I appreciate Charlotte Von Mahlsdorf (Sorenson), the transvestite
who survived both the Nazis and the Communists in East Berlin with her antique
furniture and cross-dressing habits intact. My basic misgivings are textual,
though there are some production choices that distance me, too. While the audience
gave Sorenson and the show a standing ovation, I was vexed by the event, and
I felt odd for not empathizing with what everyone else seemed to.
Wright’s one-man show features a gross of characters the actor is required
to slip on throughout the show, including Charlotte, Wright himself, his friend
Doug, and a host of Germans and Russians inside and out of the ruling parties
with whom Charlotte dealt. Admittedly I have a bias against one-person shows
in general, although there have been several over the past few seasons that
spoke to me. This works in the context of the character, for Charlotte herself
wears many faces throughout her existence, but the choice of having the playwright
include himself among these feels facile, an easy way to make this material
work. The drama of the piece is less about Charlotte’s life and her questionable
choices than what she meant to Wright, and that just doesn’t feel particularly
dramatic to me.
The actor portraying Charlotte for the most part remains dressed as Charlotte and assumes physical and vocal changes to become the others. This is right up Sorenson’s alley, for some of his greatest success (Fully Committed, Irma Vep) have asked him to do the same. Sorenson’s voices are distinctively strong and sharp, and his physicalizations are for the most part very different and appropriate for each of the many roles, but for some reason his main characters seem rooted at the wrist. Wrist actions appear quite important here, with Charlotte’s oddly angled, Wright’s agile and flopping. Other characters are expressed in varying degrees through wrist positions and usage. Wyer and Sorenson probably did not mean to settle on the wrists, but they became a weird focus for me while I watched, nearly to the detriment of the many other strong choices by Wyer and Sorenson.
Despite this being a part of ATC’s RepFest, the set is grander than you’d expect. Wyer and Scenic Designer Kris Stone’s concept is initially smart and topical. However, it grows tiresome through the dramatically stronger second act, and it plays itself out before the end. This playing out is aided by Don Darnutzer’s otherwise surprise-filled and enjoyable lighting. What can you say about Kish Finnegan’s two costume designs? They work well, and it’s nice work if you can get it.

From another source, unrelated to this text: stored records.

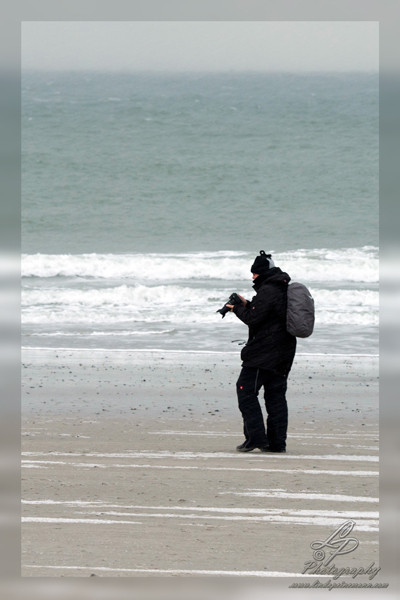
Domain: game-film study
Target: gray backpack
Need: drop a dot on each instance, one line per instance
(300, 315)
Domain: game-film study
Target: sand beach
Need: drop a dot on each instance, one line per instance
(129, 466)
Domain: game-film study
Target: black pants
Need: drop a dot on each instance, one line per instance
(248, 386)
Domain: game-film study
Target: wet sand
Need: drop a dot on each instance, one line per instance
(129, 466)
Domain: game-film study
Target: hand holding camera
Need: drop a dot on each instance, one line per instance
(234, 300)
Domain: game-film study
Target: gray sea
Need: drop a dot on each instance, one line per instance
(146, 197)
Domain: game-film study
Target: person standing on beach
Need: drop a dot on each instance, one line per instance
(267, 358)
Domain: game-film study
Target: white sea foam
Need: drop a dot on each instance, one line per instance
(137, 295)
(348, 264)
(174, 304)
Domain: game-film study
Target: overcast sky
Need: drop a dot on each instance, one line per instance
(201, 45)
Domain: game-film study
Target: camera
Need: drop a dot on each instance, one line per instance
(233, 299)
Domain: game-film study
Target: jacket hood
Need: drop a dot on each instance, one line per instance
(274, 275)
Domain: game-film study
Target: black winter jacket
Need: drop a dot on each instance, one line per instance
(269, 345)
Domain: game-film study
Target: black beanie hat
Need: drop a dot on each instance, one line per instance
(262, 263)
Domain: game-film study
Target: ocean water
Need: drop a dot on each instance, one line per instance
(146, 197)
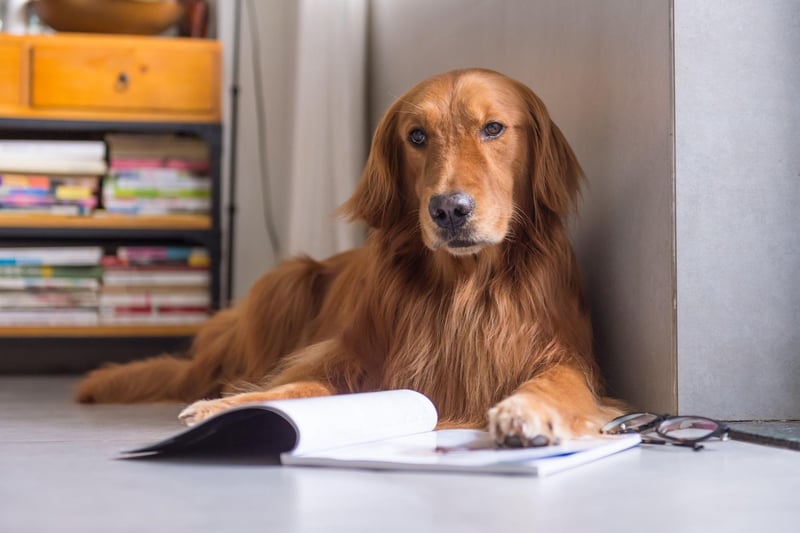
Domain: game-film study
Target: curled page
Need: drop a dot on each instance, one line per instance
(306, 425)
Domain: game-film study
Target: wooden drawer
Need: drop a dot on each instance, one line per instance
(119, 76)
(10, 74)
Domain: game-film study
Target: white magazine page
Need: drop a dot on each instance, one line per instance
(335, 421)
(464, 450)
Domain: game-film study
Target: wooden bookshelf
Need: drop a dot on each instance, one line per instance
(73, 86)
(97, 331)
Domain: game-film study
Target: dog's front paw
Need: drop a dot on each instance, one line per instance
(202, 410)
(518, 422)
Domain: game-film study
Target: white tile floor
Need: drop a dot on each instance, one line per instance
(58, 472)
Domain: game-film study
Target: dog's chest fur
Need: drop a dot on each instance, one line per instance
(466, 343)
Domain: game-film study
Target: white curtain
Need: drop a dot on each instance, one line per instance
(329, 133)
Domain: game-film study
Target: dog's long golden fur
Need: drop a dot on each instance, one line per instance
(467, 289)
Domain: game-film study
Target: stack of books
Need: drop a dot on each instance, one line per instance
(157, 175)
(155, 286)
(56, 177)
(54, 286)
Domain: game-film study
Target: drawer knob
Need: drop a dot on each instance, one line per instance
(122, 82)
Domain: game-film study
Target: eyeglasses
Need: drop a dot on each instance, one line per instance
(686, 431)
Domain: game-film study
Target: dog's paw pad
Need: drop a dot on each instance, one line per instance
(513, 423)
(202, 410)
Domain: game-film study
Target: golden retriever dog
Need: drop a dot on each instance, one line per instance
(467, 289)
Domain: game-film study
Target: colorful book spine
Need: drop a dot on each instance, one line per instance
(55, 256)
(46, 271)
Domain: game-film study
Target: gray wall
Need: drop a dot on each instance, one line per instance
(737, 115)
(604, 71)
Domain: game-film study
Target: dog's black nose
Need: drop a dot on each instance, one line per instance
(451, 211)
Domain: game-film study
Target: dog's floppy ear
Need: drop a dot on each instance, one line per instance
(377, 198)
(556, 174)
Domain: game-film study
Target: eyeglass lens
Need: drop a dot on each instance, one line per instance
(687, 428)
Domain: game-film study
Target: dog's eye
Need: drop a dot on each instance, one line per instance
(492, 130)
(417, 136)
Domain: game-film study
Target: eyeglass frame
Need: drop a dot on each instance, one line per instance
(722, 430)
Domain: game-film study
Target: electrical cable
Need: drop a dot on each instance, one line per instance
(234, 126)
(255, 45)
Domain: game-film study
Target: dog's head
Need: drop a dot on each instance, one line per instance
(467, 153)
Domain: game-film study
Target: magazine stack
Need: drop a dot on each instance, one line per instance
(157, 175)
(51, 286)
(50, 177)
(159, 285)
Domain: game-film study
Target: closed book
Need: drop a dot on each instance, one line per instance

Wright’s thesis comes at a point near the end of the show, stated directly and succinctly, and there’s no subtlety about what he expects from Charlotte, from this play, and from the audience. He just didn’t get it from me. The mystery of Von Mahlsdorf will grab many people’s attention. Her plight and the subsequent questions asking what is appropriate to save a collection and a life choice are great intellectual ponderings. For me, it never left the realm of the mind to lodge in my heart. I respect the obvious amount of work Wyer, Sorenson, and the rest have done here, but rather than spellbound, I left the Herberger wishing I could have felt something more during and after seeing so many others care about it.